10.  Pimpinan organisasi, artinya struktur organisasi memberikan informasi tentang, apa pimpinan tunggal atau pimpinan kolektif, atau presidium.


                                                                        Struktur Organisasi
CV INTECH MANUFAKTUR BANDUNG

                   Sumber : CV INTECH MANUFAKTUR

Struktur organisasi yang ada di CV. Intech Manufaktur menggunakan struktur organisasi lini.

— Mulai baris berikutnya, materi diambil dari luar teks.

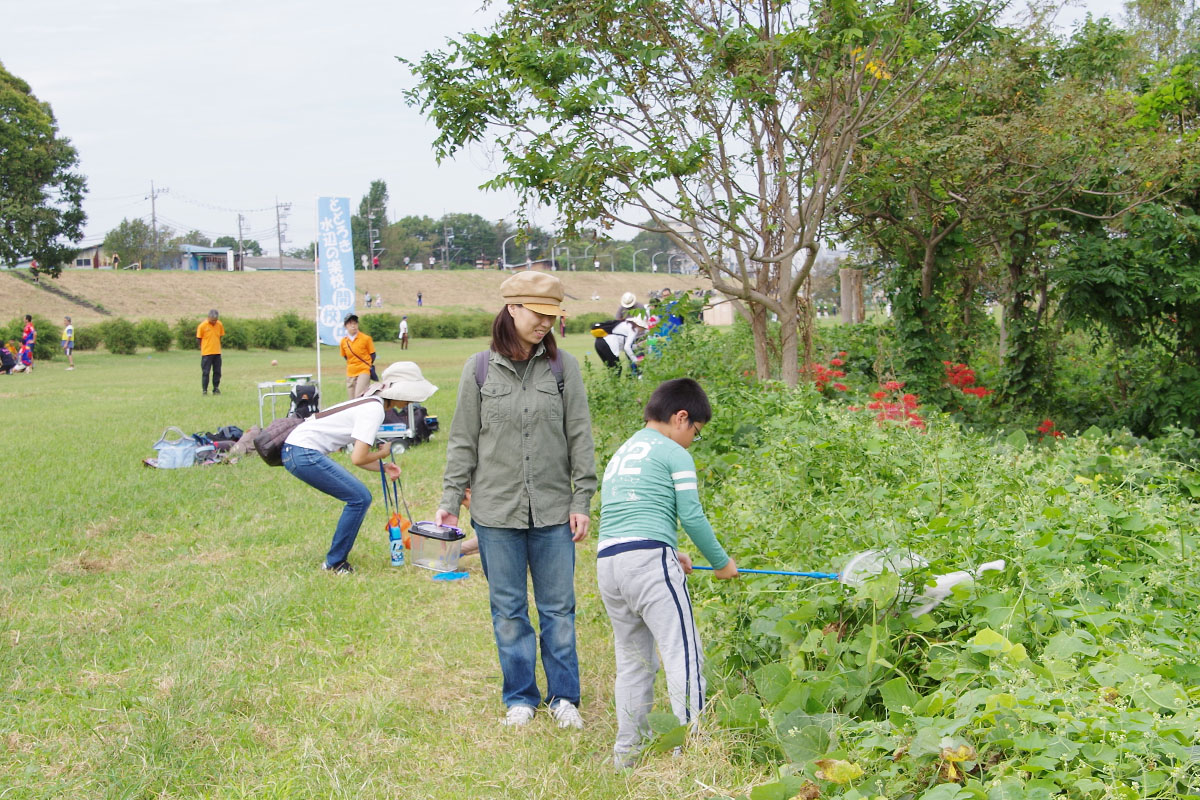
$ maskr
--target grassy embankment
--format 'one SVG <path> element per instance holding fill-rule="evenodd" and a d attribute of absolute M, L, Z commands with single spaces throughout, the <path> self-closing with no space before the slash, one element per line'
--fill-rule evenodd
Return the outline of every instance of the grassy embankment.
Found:
<path fill-rule="evenodd" d="M 566 344 L 582 355 L 592 339 Z M 409 351 L 440 386 L 428 405 L 444 425 L 484 345 Z M 380 345 L 384 363 L 400 357 Z M 588 727 L 539 716 L 509 732 L 478 560 L 451 584 L 390 567 L 379 503 L 358 572 L 330 576 L 318 564 L 338 505 L 282 469 L 143 467 L 166 426 L 250 427 L 256 381 L 313 368 L 311 351 L 229 353 L 222 396 L 202 397 L 198 361 L 82 353 L 74 372 L 0 378 L 0 798 L 707 798 L 763 780 L 714 740 L 634 775 L 605 768 L 612 654 L 590 545 L 577 577 Z M 340 360 L 323 366 L 341 399 Z M 444 443 L 402 456 L 418 518 L 433 513 Z"/>

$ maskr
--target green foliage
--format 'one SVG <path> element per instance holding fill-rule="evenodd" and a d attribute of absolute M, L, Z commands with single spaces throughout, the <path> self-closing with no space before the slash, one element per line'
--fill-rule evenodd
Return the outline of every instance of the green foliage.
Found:
<path fill-rule="evenodd" d="M 398 335 L 400 317 L 397 314 L 362 314 L 359 317 L 359 329 L 376 342 L 389 342 Z"/>
<path fill-rule="evenodd" d="M 102 324 L 76 326 L 76 350 L 95 350 L 103 341 L 104 326 Z"/>
<path fill-rule="evenodd" d="M 1128 409 L 1138 433 L 1200 425 L 1200 215 L 1145 205 L 1122 236 L 1093 228 L 1074 237 L 1055 270 L 1064 319 L 1102 330 L 1122 350 Z M 1146 369 L 1138 375 L 1136 363 Z"/>
<path fill-rule="evenodd" d="M 992 437 L 936 413 L 925 432 L 881 427 L 748 385 L 730 368 L 739 336 L 688 331 L 641 381 L 590 371 L 598 464 L 661 378 L 694 374 L 715 413 L 691 449 L 704 507 L 740 567 L 838 571 L 882 548 L 930 561 L 857 588 L 694 576 L 710 693 L 746 756 L 822 796 L 1190 796 L 1200 474 L 1176 457 L 1194 434 L 1174 432 L 1168 459 L 1096 428 Z M 847 348 L 870 338 L 847 331 Z M 994 559 L 1006 569 L 908 613 L 934 576 Z"/>
<path fill-rule="evenodd" d="M 214 247 L 228 247 L 234 253 L 238 252 L 238 240 L 234 239 L 233 236 L 217 236 L 216 239 L 212 240 L 212 246 Z M 258 241 L 256 241 L 253 239 L 242 239 L 241 240 L 241 249 L 247 255 L 262 255 L 263 254 L 263 246 L 259 245 Z"/>
<path fill-rule="evenodd" d="M 34 258 L 58 276 L 83 239 L 86 180 L 79 155 L 59 136 L 49 103 L 0 65 L 0 261 Z M 35 355 L 35 357 L 37 357 Z"/>
<path fill-rule="evenodd" d="M 300 317 L 299 314 L 288 312 L 286 314 L 280 314 L 278 319 L 287 325 L 288 331 L 292 333 L 292 344 L 294 347 L 313 347 L 317 342 L 317 323 L 308 317 Z"/>
<path fill-rule="evenodd" d="M 222 318 L 221 324 L 226 329 L 226 335 L 221 337 L 222 350 L 248 350 L 253 337 L 257 335 L 259 320 Z M 196 336 L 194 329 L 192 336 Z M 199 345 L 196 348 L 199 349 Z"/>
<path fill-rule="evenodd" d="M 245 329 L 247 347 L 262 348 L 264 350 L 287 350 L 292 345 L 294 336 L 292 329 L 288 327 L 287 320 L 280 315 L 271 319 L 236 320 L 234 326 Z M 226 320 L 226 338 L 230 338 L 228 320 Z M 244 350 L 246 348 L 238 347 L 238 349 Z"/>
<path fill-rule="evenodd" d="M 138 323 L 138 344 L 158 353 L 170 349 L 170 326 L 158 319 L 143 319 Z"/>
<path fill-rule="evenodd" d="M 196 329 L 203 320 L 194 317 L 180 317 L 175 320 L 175 347 L 180 350 L 199 350 L 200 341 L 196 338 Z"/>
<path fill-rule="evenodd" d="M 103 324 L 104 347 L 114 355 L 133 355 L 138 350 L 138 326 L 118 317 Z"/>
<path fill-rule="evenodd" d="M 151 266 L 155 259 L 154 230 L 142 219 L 121 219 L 119 225 L 104 235 L 104 252 L 120 255 L 124 266 Z M 193 327 L 192 333 L 194 332 Z"/>
<path fill-rule="evenodd" d="M 371 252 L 367 229 L 383 231 L 388 223 L 388 182 L 371 181 L 371 188 L 359 203 L 359 212 L 350 217 L 350 239 L 354 242 L 354 269 L 360 269 L 361 257 Z M 374 248 L 378 251 L 378 246 Z"/>

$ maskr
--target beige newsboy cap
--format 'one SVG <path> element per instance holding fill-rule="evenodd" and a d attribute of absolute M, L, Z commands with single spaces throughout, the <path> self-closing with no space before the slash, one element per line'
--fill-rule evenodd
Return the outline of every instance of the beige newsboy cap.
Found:
<path fill-rule="evenodd" d="M 526 270 L 517 272 L 500 284 L 500 296 L 504 302 L 524 306 L 529 311 L 548 317 L 565 317 L 562 309 L 563 282 L 553 275 Z"/>

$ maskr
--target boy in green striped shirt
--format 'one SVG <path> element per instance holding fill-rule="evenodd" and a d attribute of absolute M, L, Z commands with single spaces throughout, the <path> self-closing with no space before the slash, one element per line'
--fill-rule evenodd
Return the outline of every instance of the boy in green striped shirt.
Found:
<path fill-rule="evenodd" d="M 703 655 L 684 577 L 691 559 L 677 549 L 678 525 L 715 577 L 738 575 L 700 505 L 688 453 L 713 417 L 704 390 L 691 378 L 667 380 L 642 416 L 646 427 L 613 455 L 600 492 L 596 576 L 617 655 L 617 768 L 632 765 L 649 733 L 660 655 L 680 724 L 694 723 L 704 708 Z"/>

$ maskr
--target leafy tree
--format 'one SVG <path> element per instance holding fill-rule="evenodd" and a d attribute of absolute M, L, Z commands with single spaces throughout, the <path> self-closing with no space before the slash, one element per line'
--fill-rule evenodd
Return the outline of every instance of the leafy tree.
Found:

Organisasi lini adalah pimpinan mempunyai perintah atau suatu bentuk organsiasi yang di dalamnya terdapat garis wewenang yang menghubungkan langsung secara vertikal antara atasan dengan bawahan.

            Berdasarkan struktur organisasi diatas, maka staffing dan pembagian tugasnya adalah sebagai berikut.
1.      Direktur bertugas mengatur berjalannya sebuah perusahaan, berfungsi sebagai motivator, fasilitator, dinamisator, dan stabilitator dalam perusahaan.
2.      Sekretaris bertugas untuk membantu dalam melaksanakan tugas – tugas baik untuk pimpinan maupun perusahaan.
3.      Kepala Bagian Perusahaan bertugas mengatur/menangani masalah keuangan perusahaan, pembayaran upah/gaji karyawan dan lain sebagainya.
4.      Kepala Bagian Pemasaran (marketing) bertugas menangani penjualan atau pemasaran produk, menilai layak tidaknya suatu produk untuk dipasarkan, mencatat data penjualan, melakukan pengembangan pemasaran dan lain sebagainya.
5.      Kepala Administrasi dan personalia bertugas mengurusi masalah kepegawaian seperti absensi karyawan, sebagai jembatan penghubung antara bawahan dan pimpinan
6.      Production Planning Control (PPC) bertugas sebagai perencana dan mengendalikan sesuai dengan pesanan.
7.      Kepala Produksi bertugas menangani masalah – masalah administrasi produksi, pembelian mesin produksi, perbaikan dan lain sebagainya.
8.      Head Of Quality bertugas sebagai pemeriksa kualitas suatu produk untuk dipasarkan.
9.      Purchasing bertugas sebagai orang yang memesan atau membeli bahan yang akan dijadikan produk.
10.  Kepala Gudang bertugas sebagai pengawas keluar masuk barang setengah jadi ataupun barang jadi
11.  Sales bertugas dalam mempromosikan produk kepada konsumen.